Stop and contact a recovery lab if you observe
- Two or more drives not detected, or showing immediate S.M.A.R.T. failure on power-up
- Clicking, grinding, or repeated failed spin-up on any drive
- RS RAID Retrieve cannot reconstruct the array even in manual mode
- Drives are hot to the touch within minutes of connection
Physical recovery — head replacement, platter transfer — requires a cleanroom environment. Each additional power cycle on a mechanically failing drive reduces recovery probability.
After Recovery: Preventing the Next Rebuild Failure
A rebuild crash during drive replacement is not random. It targets a specific vulnerability: all remaining drives are under maximum sustained read load at the exact moment the array has no redundancy. The following steps reduce the probability of repeating this scenario.
Check S.M.A.R.T. before replacing a drive
Run a full S.M.A.R.T. extended test on all remaining drives before pulling the old one. A drive with reallocated sectors or pending errors will likely produce a URE during the rebuild that follows.
Disable background DSM tasks during rebuild
Go to Control Panel → Task Scheduler and suspend scheduled S.M.A.R.T. tests, Btrfs scrubs, and media library scans for the duration of the rebuild. Competing I/O is one of the most preventable causes of rebuild failure.
Reseat SATA cables before starting
A marginal connection that works under light load will fail under the sustained throughput of a multi-day rebuild. Unplug and reseat all SATA data and power cables before initiating the replacement process.
Do not mix drive batches
Drives purchased at the same time from the same production run accumulate wear at the same rate. When one fails, its peers are statistically close behind. Source replacement drives from a different manufacturer or production batch.
Enable email notifications in DSM
Control Panel → Notification → Email. DSM can alert you the moment a drive is marked Faulty or a storage pool degrades. Catching the failure early — before the rebuild has run for 60 hours — preserves more options for recovery.

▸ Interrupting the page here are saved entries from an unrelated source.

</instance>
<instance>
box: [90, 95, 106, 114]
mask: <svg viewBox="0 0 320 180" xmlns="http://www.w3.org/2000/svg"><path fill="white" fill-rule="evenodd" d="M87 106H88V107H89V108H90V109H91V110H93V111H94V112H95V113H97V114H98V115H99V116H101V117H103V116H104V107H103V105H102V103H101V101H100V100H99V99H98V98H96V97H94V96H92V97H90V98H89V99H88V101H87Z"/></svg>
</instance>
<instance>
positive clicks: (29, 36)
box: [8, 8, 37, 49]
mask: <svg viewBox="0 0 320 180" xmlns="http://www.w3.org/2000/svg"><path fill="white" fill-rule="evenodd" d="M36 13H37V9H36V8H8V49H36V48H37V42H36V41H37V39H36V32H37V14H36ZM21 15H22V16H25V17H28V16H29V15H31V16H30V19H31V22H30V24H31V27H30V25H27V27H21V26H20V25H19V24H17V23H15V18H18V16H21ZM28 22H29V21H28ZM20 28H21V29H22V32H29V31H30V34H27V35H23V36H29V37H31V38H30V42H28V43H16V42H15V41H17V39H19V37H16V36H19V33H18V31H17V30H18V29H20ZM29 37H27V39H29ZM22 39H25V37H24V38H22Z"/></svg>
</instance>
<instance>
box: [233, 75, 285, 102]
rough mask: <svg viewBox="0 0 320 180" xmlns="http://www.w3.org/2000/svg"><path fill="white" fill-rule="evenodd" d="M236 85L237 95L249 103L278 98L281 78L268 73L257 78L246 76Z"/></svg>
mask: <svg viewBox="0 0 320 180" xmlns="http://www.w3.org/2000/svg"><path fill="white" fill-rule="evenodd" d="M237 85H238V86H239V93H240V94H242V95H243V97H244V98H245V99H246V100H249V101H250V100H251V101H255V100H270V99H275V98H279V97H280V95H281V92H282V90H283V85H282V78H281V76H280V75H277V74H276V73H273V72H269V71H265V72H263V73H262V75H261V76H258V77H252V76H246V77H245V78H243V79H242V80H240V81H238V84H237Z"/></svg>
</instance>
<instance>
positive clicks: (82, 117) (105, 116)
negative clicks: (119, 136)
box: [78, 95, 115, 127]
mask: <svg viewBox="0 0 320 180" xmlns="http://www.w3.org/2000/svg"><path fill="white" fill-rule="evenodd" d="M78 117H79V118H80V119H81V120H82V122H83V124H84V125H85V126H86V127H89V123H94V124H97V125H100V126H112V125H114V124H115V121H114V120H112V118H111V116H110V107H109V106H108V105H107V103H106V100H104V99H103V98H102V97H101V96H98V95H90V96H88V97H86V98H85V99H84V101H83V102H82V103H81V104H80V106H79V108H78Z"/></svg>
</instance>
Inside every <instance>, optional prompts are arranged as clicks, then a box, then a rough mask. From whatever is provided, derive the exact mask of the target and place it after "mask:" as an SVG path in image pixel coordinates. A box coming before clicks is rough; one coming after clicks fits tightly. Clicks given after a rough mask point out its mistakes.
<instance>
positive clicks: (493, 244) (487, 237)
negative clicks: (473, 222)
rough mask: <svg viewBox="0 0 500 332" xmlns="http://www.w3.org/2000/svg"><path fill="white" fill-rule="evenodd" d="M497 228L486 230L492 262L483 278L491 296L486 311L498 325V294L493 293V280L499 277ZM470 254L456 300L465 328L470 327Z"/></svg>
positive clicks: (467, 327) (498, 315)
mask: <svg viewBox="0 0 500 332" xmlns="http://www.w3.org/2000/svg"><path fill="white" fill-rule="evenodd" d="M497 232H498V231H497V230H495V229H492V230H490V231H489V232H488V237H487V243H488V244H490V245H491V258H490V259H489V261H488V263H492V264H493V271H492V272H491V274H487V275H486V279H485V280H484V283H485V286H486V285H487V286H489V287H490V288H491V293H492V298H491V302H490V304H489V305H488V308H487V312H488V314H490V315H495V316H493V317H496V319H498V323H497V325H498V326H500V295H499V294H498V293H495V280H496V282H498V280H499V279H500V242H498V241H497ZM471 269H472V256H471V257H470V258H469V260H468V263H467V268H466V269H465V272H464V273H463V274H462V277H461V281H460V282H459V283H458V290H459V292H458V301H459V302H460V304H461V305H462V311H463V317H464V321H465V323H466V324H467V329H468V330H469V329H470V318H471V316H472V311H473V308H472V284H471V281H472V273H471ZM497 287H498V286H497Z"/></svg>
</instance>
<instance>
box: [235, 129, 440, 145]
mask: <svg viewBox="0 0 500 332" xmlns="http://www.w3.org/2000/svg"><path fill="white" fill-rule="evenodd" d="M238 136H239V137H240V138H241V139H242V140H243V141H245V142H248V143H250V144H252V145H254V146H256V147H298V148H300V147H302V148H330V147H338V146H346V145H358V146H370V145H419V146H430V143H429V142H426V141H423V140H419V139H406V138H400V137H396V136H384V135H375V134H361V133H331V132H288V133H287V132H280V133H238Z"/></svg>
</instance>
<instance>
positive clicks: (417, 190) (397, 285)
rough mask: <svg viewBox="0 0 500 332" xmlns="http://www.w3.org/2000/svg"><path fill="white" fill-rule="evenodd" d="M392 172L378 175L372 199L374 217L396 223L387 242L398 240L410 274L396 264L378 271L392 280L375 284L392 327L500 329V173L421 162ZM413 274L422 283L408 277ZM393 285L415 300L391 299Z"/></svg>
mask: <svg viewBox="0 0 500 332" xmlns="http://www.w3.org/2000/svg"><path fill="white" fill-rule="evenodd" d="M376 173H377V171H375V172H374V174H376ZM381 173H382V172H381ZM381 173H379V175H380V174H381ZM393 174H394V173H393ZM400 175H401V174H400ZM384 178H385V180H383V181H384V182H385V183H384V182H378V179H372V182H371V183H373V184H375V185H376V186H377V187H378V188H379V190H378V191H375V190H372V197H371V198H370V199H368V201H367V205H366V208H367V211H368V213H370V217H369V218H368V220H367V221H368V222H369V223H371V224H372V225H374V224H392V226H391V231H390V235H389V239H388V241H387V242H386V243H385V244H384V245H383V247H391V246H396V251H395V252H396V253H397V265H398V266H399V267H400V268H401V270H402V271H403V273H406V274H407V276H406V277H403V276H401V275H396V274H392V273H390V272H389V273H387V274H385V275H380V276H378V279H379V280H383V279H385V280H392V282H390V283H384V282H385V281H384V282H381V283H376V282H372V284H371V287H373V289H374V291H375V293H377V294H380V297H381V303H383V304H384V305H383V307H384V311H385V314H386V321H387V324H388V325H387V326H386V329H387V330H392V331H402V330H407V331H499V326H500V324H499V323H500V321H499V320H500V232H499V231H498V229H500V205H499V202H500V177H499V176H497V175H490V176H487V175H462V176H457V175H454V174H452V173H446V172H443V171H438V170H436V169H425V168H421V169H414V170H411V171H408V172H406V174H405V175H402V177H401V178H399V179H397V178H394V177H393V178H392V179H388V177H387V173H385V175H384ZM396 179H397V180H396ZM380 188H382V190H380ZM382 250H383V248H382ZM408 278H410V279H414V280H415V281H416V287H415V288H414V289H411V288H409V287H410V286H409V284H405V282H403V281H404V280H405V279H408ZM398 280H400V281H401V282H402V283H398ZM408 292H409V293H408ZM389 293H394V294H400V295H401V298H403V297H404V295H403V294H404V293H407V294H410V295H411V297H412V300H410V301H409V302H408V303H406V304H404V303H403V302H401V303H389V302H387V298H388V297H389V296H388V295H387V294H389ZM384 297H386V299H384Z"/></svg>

Keep an independent backup
SHR provides fault tolerance, not backup. A degraded array during rebuild has no protection against a second failure. Hyper Backup to an external drive or cloud destination is the only guarantee that a rebuild crash does not become permanent data loss.
A rebuild failure during drive replacement is one of the more common SHR data loss scenarios precisely because it strikes at the worst possible moment: maximum I/O load on the oldest hardware in the array, with zero redundancy margin. Once your data is recovered, treat the event as a signal — not just about the drive that failed, but about the health of everything it was running alongside.